Villa will survive but the problems remain
Villa have won when it has mattered most under Paul Lambert. Sunday's visit of Norwich now falls into that category.
A relegation battle beckons for half of the Premier League as the claret and blues face another nervy run-in.
Just three wins in their last 17 games in all competitions – including FA Cup embarrassment to Sheffield United – tells its own story. The performances have been poor and the results worse and fans are not blind to any claims to the contrary.
With the foundations laid in 18 months under Paul Lambert, it is now where progress needs to be seen.
Villa are treading water as their performances belie the work which has gone on behind the scenes to try to revive the club. It takes time but there have been little short-term benefits.
Yet Villa will survive as they come to the crunch. It will be closer than they will like but, while they are unlikely to escape the drop battle completely, they will stay up.
It is hard to make a case for a side that has been so inconsistent, but they can produce on any given day. Lambert can rally his troops. Players at former clubs were willing to go through brick walls for him. While his skills handling Darren Bent and the rest of the 'Bomb Squad' are debatable there is no doubt that if you are on his side you will follow him.
He has the players, Gabby Agbonlahor, Christian Benteke, Fabian Delph, Ron Vlaar and Brad Guzan would walk into any team in Villa's situation.

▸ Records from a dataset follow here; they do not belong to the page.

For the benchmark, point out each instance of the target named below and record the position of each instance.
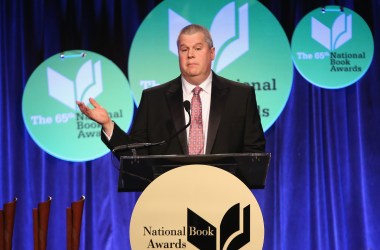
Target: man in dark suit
(228, 120)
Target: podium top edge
(261, 155)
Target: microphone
(132, 146)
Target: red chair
(74, 223)
(40, 224)
(7, 219)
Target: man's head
(196, 53)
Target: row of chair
(40, 224)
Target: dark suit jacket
(234, 122)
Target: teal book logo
(250, 45)
(49, 108)
(88, 83)
(232, 43)
(332, 47)
(334, 37)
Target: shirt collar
(205, 85)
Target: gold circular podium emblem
(197, 207)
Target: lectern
(137, 172)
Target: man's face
(195, 57)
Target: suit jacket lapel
(218, 97)
(174, 98)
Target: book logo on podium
(203, 234)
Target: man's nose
(191, 53)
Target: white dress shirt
(205, 95)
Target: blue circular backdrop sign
(49, 108)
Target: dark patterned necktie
(196, 138)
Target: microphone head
(186, 105)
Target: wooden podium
(137, 172)
(196, 201)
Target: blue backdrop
(324, 174)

And now his players need to perform.
Ten points separate the bottom half with Villa sandwiched in the middle in 13th – five places higher than they were this time last season.
In February 2013 the claret and blues were in the bottom three and survived. Wins over West Ham, QPR, Sunderland and Reading came when desperately needed.
And victory on Sunday will prove the platform to avoid a late scramble, edge them over 30 points and put Villa three wins from safety.
The irony, though, would not be lost on Lambert should the Canaries win at Villa Park. The team he left in 2012 to move Villa forward could leap above the claret and blues and deliver a hammer blow to survival chances.
Norwich boss Chris Hughton is under more pressure than Lambert – with the club's chief executive David McNally admitting the Canaries were scouting new managers.
McNally and Lambert fell out spectacularly after the Scot's defection to Villa, so much so he skips over that relationship when talking about his past clubs.
It would be doubly sweet for Lambert should Villa win but defeat would see those fans on the fence turn.
Villa are a mid-table side, in a mid-table malaise but they will survive. In what state, time will tell.